La questione africana, come detto, è invece quella che più sta a cuore alla premier. Lì agisce Wagner, lì si muove da anni – e senza badare a spese – anche la Cina, da lì partono i flussi migratori del Mediterraneo. In questo senso, la destabilizzazione in Niger allarma: è un Paese chiave del Sahel, una reale sponda per gli occidentali. Ed è terreno di scontro con i terroristi un tempo arruolati nell’Isis. Meloni ribadirà a Biden la volontà di dedicare una fetta rilevante del G7 italiano del 2024 proprio all’Africa. «Serve impegno per la stabilità come elemento di sicurezza – è la linea -. Una priorità che deve riguardare tutti gli alleati». Washington è pronta a dirsi impegnata, ma è chiaro che l’indo-pacifico e la guerra in Ucraina assorbono la gran parte degli sforzi: tocca soprattutto agli europei muoversi in Africa. Ma c’è un altro dossier chiave: la Tunisia. Il presidente Saied non intende procedere con le riforme chieste dal Fmi, senza le quali non erogherà i prestiti.

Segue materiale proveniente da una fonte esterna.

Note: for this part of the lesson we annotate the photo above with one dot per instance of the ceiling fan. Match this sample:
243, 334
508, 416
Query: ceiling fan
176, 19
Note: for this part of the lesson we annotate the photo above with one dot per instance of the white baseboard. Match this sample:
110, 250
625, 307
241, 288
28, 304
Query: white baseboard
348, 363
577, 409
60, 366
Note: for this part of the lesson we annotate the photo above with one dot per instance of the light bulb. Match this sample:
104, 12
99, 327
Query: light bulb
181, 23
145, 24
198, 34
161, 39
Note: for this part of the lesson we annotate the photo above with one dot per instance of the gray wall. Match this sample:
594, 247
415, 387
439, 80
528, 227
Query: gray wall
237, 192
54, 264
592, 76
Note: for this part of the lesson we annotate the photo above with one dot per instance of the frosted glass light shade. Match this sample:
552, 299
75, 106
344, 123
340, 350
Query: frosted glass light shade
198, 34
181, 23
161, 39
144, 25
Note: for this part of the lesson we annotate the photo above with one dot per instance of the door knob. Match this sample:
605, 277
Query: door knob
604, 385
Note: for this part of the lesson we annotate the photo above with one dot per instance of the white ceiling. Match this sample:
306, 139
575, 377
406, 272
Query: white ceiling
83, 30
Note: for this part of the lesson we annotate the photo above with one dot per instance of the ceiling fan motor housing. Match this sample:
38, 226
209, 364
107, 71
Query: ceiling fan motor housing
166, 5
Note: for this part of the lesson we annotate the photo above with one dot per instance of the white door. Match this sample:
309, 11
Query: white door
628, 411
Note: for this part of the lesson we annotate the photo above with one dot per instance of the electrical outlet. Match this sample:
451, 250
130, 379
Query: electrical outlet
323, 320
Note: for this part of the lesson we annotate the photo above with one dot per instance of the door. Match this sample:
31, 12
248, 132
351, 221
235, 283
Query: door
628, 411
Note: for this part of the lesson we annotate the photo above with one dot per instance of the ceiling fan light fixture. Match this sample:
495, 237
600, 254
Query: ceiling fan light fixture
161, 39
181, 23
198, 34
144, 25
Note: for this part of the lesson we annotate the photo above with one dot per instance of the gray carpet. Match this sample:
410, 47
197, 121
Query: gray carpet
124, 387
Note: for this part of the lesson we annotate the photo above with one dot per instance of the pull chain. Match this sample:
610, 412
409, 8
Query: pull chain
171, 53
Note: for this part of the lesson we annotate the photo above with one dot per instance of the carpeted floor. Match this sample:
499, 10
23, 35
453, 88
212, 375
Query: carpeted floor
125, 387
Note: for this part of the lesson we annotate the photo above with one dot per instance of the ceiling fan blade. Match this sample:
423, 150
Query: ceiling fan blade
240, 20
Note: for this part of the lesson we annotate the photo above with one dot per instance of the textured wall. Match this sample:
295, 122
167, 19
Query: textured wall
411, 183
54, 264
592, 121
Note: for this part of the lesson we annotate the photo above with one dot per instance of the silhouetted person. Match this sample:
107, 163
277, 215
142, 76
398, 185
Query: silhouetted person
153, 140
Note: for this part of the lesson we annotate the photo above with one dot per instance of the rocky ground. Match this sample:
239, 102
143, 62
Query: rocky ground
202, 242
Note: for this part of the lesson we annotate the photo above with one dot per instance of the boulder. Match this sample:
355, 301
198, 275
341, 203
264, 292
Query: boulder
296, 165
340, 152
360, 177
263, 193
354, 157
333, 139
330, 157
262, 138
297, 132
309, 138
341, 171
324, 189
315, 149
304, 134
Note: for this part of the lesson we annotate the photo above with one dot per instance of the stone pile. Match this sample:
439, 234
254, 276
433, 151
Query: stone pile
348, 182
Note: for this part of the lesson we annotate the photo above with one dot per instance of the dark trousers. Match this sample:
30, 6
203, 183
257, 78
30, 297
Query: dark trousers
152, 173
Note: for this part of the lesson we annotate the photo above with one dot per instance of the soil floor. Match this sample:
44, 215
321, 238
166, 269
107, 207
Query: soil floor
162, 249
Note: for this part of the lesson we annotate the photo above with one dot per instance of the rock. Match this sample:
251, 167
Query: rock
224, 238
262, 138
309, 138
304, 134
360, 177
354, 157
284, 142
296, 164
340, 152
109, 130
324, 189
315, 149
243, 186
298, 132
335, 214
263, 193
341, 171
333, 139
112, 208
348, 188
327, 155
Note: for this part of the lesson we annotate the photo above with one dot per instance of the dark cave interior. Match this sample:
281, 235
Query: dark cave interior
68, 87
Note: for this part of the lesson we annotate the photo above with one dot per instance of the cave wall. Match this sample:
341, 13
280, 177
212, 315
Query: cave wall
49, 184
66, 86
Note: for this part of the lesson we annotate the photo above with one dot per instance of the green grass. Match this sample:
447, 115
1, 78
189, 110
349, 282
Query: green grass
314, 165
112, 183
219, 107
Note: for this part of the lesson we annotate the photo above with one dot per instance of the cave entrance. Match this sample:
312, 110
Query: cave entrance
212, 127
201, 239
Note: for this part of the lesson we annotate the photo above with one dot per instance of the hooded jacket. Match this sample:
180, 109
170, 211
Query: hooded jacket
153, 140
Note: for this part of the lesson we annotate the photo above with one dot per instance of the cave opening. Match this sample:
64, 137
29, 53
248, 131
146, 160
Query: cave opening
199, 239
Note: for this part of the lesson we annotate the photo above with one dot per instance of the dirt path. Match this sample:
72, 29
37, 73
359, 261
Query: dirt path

Meloni spera che la questione venga risolta grazie all’intercessione di Biden, ma in realtà fonti autorevoli del Fondo ribadiscono che allo stato non c’è alcun progresso.
Il nodo forse più delicato del faccia a faccia è però un altro: la Cina. Che Biden attenda l’uscita di Roma dalla Via della Seta è scontato: «Sarà l’Italia – ha detto Kirby – a decidere se e quando lasciarla. È chiaro però che sempre più Paesi nel mondo sono arrivati alla conclusione che gli accordi con la Cina sono pericolosi». Meloni ha garantito che non deluderà Washington. Si tratta però di gestire la partita con attenzione. «Sul piano geopolitico – è la posizione italiana – la Cina è diventata un interlocutore imprescindibile. Intendiamo perseguire con Pechino un rapporto equilibrato e di dialogo responsabile». L’amministrazione Usa non pretende strappi brutali, ma si aspetta che esca dal patto. Meloni chiederà a Biden su quali dossier la collaborazione con la Cina può proseguire, e su quali invece le relazioni vanno interrotte. Nulla sarà annunciato sul suolo americano, perché non suoni come uno sgarbo a Xi.
Prima di Biden, la premier si recherà oggi al Congresso, ricevuta dallo speaker della Camera Kevin McCarthy. Poi deporrà una corona al cimitero militare di Arlington. Questa sera, invece, cena con gli italiani ospitata dal proprietario del Cafe Milano Franco Nuschese.